Asthma and Sleep Disturbances: Associations to Comorbidities and Asthma Control

  • Datum:
  • Plats: Enghoffsalen, Akademiska sjukhuset, ingång 50 bv, Uppsala
  • Doktorand: Sundbom, Fredrik
  • Om avhandlingen
  • Arrangör: Lung- allergi- och sömnforskning
  • Kontaktperson: Sundbom, Fredrik
  • Disputation

This thesis aimed to investigate the associations between asthma control, asthma-related comorbidity, and sleep. Insomnia symptoms with asthma are common, and have commonly been explained by poor asthma control and asthma symptoms during the night, which affect most asthmatics to some degree.

The impact of asthma-related comorbidity, however, is not fully known. Further aims were to analyze the effects of asthma control and comorbidities on asthma-related quality of life, and to analyze the effects of co-existing asthma and obstructive sleep apnea on objective sleep quality. 

Four different populations were investigated: the two large community-based cohorts GA2LEN (n=25,610) and LifeGene (n=23,875), a cohort of 369 young asthma patients (MIDAS), and a polysomnography study of 384 women (SHE).

The GA2LEN study confirmed that insomnia symptoms remain a common problem among asthmatics. Poor asthma control and nasal congestion were important risk factors for insomnia symptoms. Smoking and obesity were other risk factors for insomnia symptoms among asthmatics.

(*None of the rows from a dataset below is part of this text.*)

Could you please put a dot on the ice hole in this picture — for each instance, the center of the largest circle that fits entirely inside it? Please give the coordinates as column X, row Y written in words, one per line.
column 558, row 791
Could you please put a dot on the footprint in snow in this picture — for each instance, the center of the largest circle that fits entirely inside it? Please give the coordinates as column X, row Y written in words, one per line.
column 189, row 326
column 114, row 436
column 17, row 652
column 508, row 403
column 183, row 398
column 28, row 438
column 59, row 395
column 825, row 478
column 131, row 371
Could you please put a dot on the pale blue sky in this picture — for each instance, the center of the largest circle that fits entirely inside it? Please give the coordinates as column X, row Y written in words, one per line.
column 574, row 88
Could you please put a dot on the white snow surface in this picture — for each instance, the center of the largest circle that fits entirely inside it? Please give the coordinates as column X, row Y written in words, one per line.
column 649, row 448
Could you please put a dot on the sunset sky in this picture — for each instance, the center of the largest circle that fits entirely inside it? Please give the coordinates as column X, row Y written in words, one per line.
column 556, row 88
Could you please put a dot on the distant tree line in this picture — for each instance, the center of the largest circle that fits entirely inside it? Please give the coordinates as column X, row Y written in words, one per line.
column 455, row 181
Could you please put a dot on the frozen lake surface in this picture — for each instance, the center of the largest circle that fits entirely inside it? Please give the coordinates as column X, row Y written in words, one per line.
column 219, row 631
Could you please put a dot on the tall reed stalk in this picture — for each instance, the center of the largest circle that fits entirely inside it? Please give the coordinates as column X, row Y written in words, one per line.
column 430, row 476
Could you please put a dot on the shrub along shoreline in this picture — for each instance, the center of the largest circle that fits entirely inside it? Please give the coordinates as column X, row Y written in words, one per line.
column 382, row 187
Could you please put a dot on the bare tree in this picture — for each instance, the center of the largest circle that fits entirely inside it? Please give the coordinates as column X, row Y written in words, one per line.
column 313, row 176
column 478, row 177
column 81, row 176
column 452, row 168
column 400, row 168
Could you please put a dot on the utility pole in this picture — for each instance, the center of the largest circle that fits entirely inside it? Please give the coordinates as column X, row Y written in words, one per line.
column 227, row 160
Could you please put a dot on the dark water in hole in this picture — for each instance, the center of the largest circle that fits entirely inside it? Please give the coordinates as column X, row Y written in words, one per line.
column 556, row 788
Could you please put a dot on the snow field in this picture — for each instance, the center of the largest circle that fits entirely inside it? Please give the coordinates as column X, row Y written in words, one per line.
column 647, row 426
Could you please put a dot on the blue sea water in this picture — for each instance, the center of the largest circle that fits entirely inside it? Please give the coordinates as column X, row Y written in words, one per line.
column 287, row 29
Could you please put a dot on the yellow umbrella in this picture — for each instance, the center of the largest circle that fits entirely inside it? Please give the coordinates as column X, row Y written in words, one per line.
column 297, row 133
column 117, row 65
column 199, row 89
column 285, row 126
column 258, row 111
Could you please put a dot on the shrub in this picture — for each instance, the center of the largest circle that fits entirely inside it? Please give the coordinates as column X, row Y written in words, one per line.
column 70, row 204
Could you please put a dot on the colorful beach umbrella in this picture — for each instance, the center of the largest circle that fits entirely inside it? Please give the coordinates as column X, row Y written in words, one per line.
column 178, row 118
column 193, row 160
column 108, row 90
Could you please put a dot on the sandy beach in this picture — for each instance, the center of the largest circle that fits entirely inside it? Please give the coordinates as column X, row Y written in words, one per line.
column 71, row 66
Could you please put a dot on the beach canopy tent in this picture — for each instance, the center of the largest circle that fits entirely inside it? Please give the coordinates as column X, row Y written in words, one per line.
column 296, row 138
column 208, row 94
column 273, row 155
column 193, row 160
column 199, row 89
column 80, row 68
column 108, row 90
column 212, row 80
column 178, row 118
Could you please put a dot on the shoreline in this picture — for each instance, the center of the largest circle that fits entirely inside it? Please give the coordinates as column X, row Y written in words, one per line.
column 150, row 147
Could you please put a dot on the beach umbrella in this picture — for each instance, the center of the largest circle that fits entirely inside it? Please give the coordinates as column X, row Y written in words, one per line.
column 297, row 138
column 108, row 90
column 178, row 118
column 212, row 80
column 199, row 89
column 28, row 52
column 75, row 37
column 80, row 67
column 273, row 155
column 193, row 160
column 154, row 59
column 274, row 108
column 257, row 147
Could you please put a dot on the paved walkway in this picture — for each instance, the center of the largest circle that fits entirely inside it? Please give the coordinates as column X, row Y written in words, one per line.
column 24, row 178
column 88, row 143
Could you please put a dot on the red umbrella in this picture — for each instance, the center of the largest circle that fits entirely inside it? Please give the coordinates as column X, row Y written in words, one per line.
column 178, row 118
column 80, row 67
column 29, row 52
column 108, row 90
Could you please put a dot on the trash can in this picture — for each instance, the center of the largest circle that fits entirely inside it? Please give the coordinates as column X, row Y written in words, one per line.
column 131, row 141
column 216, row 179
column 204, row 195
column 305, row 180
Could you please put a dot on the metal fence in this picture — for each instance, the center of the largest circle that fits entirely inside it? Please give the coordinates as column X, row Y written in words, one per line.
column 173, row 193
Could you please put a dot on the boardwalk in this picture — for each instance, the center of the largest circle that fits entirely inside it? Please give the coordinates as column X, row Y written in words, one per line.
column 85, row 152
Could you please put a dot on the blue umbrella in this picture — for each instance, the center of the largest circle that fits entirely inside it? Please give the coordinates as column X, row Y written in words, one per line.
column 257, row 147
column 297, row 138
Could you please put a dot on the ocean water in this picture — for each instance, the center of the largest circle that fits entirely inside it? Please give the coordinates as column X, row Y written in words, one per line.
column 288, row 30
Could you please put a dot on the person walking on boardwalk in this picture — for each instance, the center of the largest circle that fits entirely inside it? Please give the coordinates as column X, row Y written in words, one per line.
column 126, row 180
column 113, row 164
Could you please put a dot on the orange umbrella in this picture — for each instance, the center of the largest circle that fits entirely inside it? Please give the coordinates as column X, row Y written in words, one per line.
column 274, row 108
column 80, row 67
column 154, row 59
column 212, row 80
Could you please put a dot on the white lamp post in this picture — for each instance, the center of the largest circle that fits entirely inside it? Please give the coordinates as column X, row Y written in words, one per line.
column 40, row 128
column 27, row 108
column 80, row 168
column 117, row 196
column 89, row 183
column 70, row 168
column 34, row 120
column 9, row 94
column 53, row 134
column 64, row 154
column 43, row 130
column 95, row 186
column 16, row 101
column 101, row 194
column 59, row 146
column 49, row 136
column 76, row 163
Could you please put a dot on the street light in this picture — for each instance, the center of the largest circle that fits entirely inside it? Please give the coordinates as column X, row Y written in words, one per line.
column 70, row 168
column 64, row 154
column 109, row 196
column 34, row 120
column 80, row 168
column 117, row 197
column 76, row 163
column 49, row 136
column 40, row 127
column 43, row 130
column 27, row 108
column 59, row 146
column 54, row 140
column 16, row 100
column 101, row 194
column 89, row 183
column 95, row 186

Asthma control, as assessed using the Asthma Control Test (ACT), was identified as the most important predictor of asthma-related quality of life in the MIDAS study. Combining the ACT score with data on insomnia, anxiety, and depression showed considerable additive effects of the conditions. 

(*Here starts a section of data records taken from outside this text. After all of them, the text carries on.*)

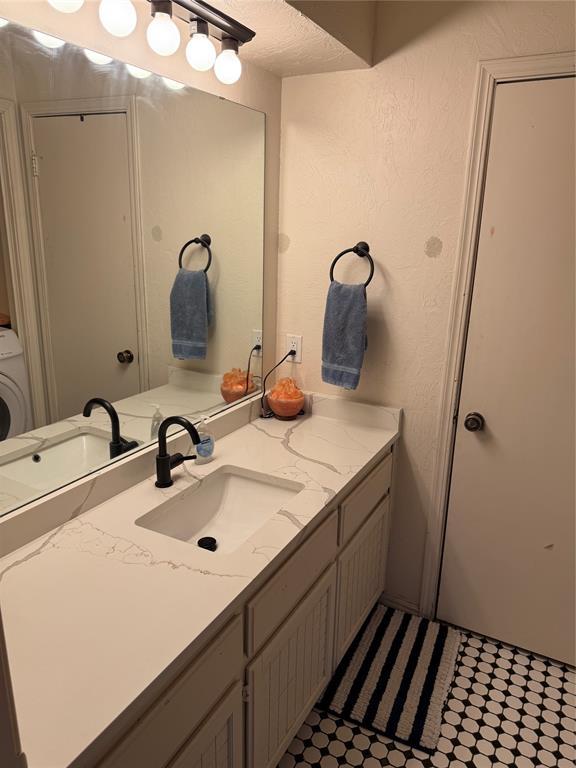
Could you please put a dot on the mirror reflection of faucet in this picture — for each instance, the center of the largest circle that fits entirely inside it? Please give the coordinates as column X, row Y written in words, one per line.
column 118, row 444
column 157, row 419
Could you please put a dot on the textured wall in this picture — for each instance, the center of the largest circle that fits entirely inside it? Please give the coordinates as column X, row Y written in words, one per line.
column 381, row 155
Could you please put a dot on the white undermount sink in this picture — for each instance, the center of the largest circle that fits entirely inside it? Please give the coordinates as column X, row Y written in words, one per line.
column 229, row 505
column 51, row 463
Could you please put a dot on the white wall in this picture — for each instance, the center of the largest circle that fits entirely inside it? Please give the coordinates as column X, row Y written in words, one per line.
column 381, row 155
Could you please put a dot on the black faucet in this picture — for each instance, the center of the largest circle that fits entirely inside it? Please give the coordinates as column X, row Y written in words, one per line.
column 118, row 445
column 164, row 462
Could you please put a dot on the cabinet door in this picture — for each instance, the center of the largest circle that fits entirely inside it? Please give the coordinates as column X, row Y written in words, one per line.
column 286, row 678
column 218, row 742
column 361, row 576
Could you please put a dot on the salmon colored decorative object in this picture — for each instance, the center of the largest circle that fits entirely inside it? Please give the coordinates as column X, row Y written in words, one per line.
column 234, row 387
column 286, row 399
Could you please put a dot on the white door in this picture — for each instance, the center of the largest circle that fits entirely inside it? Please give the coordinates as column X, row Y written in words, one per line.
column 89, row 267
column 508, row 567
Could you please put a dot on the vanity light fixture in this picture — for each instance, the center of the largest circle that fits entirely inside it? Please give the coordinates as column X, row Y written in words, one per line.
column 97, row 58
column 162, row 34
column 118, row 17
column 48, row 41
column 66, row 6
column 174, row 85
column 137, row 72
column 200, row 51
column 228, row 66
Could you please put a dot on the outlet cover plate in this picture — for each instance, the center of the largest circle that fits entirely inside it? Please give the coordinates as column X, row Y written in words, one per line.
column 294, row 342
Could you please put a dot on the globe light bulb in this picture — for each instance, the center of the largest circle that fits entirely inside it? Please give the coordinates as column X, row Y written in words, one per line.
column 200, row 52
column 67, row 6
column 97, row 58
column 118, row 17
column 48, row 41
column 163, row 35
column 228, row 67
column 140, row 74
column 174, row 85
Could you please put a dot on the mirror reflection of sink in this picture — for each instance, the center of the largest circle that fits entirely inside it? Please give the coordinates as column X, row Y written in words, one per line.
column 57, row 459
column 229, row 505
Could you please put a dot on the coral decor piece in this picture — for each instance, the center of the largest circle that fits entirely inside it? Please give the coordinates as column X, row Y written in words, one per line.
column 236, row 384
column 286, row 399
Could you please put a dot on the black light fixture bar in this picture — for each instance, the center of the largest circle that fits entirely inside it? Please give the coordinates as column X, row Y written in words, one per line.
column 226, row 25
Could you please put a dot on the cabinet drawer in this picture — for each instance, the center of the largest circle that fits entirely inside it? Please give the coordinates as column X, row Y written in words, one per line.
column 160, row 733
column 357, row 507
column 288, row 585
column 287, row 676
column 218, row 743
column 361, row 576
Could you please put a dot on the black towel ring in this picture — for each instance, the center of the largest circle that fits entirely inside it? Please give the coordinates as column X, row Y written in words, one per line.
column 360, row 249
column 205, row 241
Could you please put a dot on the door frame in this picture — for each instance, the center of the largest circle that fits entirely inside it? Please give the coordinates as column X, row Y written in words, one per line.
column 106, row 105
column 489, row 75
column 19, row 252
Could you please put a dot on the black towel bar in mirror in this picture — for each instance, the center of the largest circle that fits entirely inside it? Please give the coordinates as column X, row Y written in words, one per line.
column 205, row 241
column 360, row 249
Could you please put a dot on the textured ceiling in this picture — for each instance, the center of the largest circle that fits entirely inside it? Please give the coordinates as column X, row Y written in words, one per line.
column 287, row 42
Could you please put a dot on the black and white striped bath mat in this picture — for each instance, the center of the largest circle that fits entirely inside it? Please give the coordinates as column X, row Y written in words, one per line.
column 395, row 677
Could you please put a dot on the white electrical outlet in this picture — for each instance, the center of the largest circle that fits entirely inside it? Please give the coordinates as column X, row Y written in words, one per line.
column 295, row 343
column 257, row 339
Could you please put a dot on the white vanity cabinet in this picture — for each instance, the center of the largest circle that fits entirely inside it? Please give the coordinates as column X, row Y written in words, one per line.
column 219, row 742
column 287, row 677
column 361, row 576
column 195, row 714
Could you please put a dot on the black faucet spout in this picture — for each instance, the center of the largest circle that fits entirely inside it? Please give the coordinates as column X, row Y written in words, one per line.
column 164, row 462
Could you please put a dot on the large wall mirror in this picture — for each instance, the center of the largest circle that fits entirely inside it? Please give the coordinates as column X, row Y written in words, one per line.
column 142, row 280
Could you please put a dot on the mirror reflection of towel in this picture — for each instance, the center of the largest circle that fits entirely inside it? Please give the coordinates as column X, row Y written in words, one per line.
column 190, row 315
column 344, row 339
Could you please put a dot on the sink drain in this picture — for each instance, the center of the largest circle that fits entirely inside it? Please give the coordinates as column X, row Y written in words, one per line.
column 209, row 543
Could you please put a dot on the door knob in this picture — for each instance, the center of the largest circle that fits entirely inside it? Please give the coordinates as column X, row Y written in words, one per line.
column 474, row 422
column 125, row 357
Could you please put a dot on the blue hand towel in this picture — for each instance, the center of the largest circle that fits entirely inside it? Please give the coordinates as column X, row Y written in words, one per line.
column 344, row 338
column 190, row 315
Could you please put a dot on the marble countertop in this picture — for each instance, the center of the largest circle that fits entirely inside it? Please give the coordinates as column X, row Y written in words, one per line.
column 97, row 609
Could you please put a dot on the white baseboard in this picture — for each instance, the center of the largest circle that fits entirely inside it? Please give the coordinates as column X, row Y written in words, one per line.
column 393, row 601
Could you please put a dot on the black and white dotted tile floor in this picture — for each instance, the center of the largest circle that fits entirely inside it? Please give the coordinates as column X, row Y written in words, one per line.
column 506, row 707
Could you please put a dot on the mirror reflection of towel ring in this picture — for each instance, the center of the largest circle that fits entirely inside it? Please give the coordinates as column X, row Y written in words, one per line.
column 205, row 241
column 361, row 249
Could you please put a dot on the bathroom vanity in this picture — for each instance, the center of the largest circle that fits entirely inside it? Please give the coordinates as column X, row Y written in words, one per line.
column 131, row 646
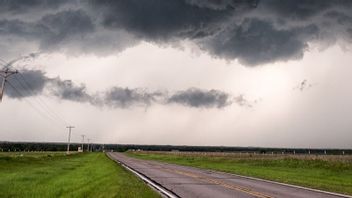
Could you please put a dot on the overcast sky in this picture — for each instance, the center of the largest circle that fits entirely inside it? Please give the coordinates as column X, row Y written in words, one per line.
column 186, row 72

In the SHE study, co-existing asthma and OSA were associated with worse objective sleep quality and more profound nocturnal hypoxemia than either of the conditions alone. The group with both asthma and OSA had the highest levels of the markers of systemic inflammation CRP and IL-6.  

Uncontrolled asthma was a risk factor for all insomnia symptoms in the LifeGene study. Asthma-related comorbidity had a great impact on sleep quality; in particular, the combination of uncontrolled asthma and any comorbidity was unfavorable. Chronic rhinosinusitis was a risk factor for both insomnia symptoms and uncontrolled asthma. 

These findings have a high clinical relevance and underline the importance of structured evaluation of asthma control and attention to comorbidity in asthma care, as insomnia symptoms are common and affect quality of life. Optimizing asthma control is crucial for sleep quality, but treating asthma-related comorbidity must not be overlooked.